Norwegian Cruise Line Holdings, on the other hand, lost about 12 percent. While the company posted earnings and sales growth in the second quarter, its Q3 forecast missed analyst estimates.

After the fair, AMD and Starbucks, among others, still announced the figures.

Semiconductor manufacturer AMD performed slightly better than expected in the second quarter. The weak PC market depressed sales and profits, but demand for chips for AI had increased.

AMD was quoted about 4 percent higher in aftermarket trading, with the stock closing 2.8 percent higher during regular trading.

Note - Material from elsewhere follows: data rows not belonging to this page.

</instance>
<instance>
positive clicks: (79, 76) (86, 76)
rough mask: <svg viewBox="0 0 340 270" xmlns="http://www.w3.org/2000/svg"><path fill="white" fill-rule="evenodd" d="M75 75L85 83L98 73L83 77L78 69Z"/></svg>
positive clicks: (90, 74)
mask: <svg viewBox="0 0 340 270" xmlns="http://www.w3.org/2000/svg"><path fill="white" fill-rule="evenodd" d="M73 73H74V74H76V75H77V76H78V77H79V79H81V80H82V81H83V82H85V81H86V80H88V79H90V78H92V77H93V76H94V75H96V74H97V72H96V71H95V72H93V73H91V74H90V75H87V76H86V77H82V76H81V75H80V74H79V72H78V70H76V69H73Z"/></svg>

Starbucks beat earnings expectations in the quarter and posted record sales. Starbucks posted revenue growth of 12 percent to $9.2 billion in the quarter. And that is a new record. However, analysts had expected $9.3 billion. Earnings rose 19 percent to $1.00 per share. This was calculated at 0.95 dollars. In China, comparable sales increased by no less than 46 percent.

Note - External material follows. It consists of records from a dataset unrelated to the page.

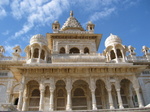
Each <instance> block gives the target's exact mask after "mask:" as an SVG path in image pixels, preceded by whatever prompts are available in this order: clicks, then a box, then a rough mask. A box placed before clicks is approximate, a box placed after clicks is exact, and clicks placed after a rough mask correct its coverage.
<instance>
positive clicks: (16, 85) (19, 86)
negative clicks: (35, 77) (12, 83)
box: [13, 84, 20, 93]
mask: <svg viewBox="0 0 150 112" xmlns="http://www.w3.org/2000/svg"><path fill="white" fill-rule="evenodd" d="M19 87H20V85H19V84H17V85H15V86H14V87H13V93H16V92H18V91H19Z"/></svg>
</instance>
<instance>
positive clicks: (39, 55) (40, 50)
mask: <svg viewBox="0 0 150 112" xmlns="http://www.w3.org/2000/svg"><path fill="white" fill-rule="evenodd" d="M41 52H42V49H41V48H40V49H39V56H38V62H39V63H40V59H41Z"/></svg>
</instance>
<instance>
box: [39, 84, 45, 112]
mask: <svg viewBox="0 0 150 112" xmlns="http://www.w3.org/2000/svg"><path fill="white" fill-rule="evenodd" d="M44 91H45V86H44V84H43V83H41V84H40V104H39V111H43V110H44V105H43V104H44V103H43V101H44Z"/></svg>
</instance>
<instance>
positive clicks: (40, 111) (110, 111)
mask: <svg viewBox="0 0 150 112" xmlns="http://www.w3.org/2000/svg"><path fill="white" fill-rule="evenodd" d="M0 112H4V111H0ZM5 112H16V111H5ZM26 112H35V111H26ZM36 112H42V111H36ZM43 112H150V107H149V108H128V109H113V110H110V109H100V110H72V111H43Z"/></svg>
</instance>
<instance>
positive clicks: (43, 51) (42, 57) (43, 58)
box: [40, 49, 45, 60]
mask: <svg viewBox="0 0 150 112" xmlns="http://www.w3.org/2000/svg"><path fill="white" fill-rule="evenodd" d="M40 58H41V59H43V60H44V58H45V51H44V50H43V49H42V51H41V57H40Z"/></svg>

S&P 500 index                4.576,73 (-0,3%)
Dow Jones index             35.630,68 (+0,2%)
Nasdaq Composite            14.283,91 (-0,4%)

ASIA

Asian stock markets were broadly lower on Wednesday.

Nikkei 225 32.813,06 (-2,0%)
Shanghai Composite     3.263,20 (-0,8%)
Hang Seng 19.613,51 (-2,0%)

VALUE

The euro/dollar was trading at 1.0985 this morning. On Tuesday evening, the currency pair was trading at 1.0975.

USD/JPY Yen   143,10
EUR/USD Euro  1,0985
EUR/JPY Yen   157,20

MACRO-AGENDA:
1:00 PM Mortgage Applications – Weekly (US)
2:15 PM ADP Jobs Report – July (US)
4:30 PM Oil Stocks – Weekly (US)

COMPANY NEWS:
00:00 OCI – Second quarter numbers
07:00 DSM-Firmenich – Figures second quarter
07:00 JDE Peet’s – Half Year Results
08:00 Wolters Kluwer – Second quarter figures

00:00 Melexis – Second quarter figures

13:00 Alibaba – US Q2 figures
1:00 PM AMC Entertainment – Second Quarter (US) Figures
13:00 Kraft Heinz – Second quarter results (US)
22:00 DoorDash – US Second Quarter Figures
22:00 PayPal – US Q2 figures
22:00 Qualcomm – Second quarter figures (US)

Bron: ABM Financial News

ABM Financial News is a supplier of stock market news, video and data, both for real-time trading platforms and dealing rooms and for online and offline media publications. The information in this article is not intended as professional investment advice or as a recommendation to make certain investments.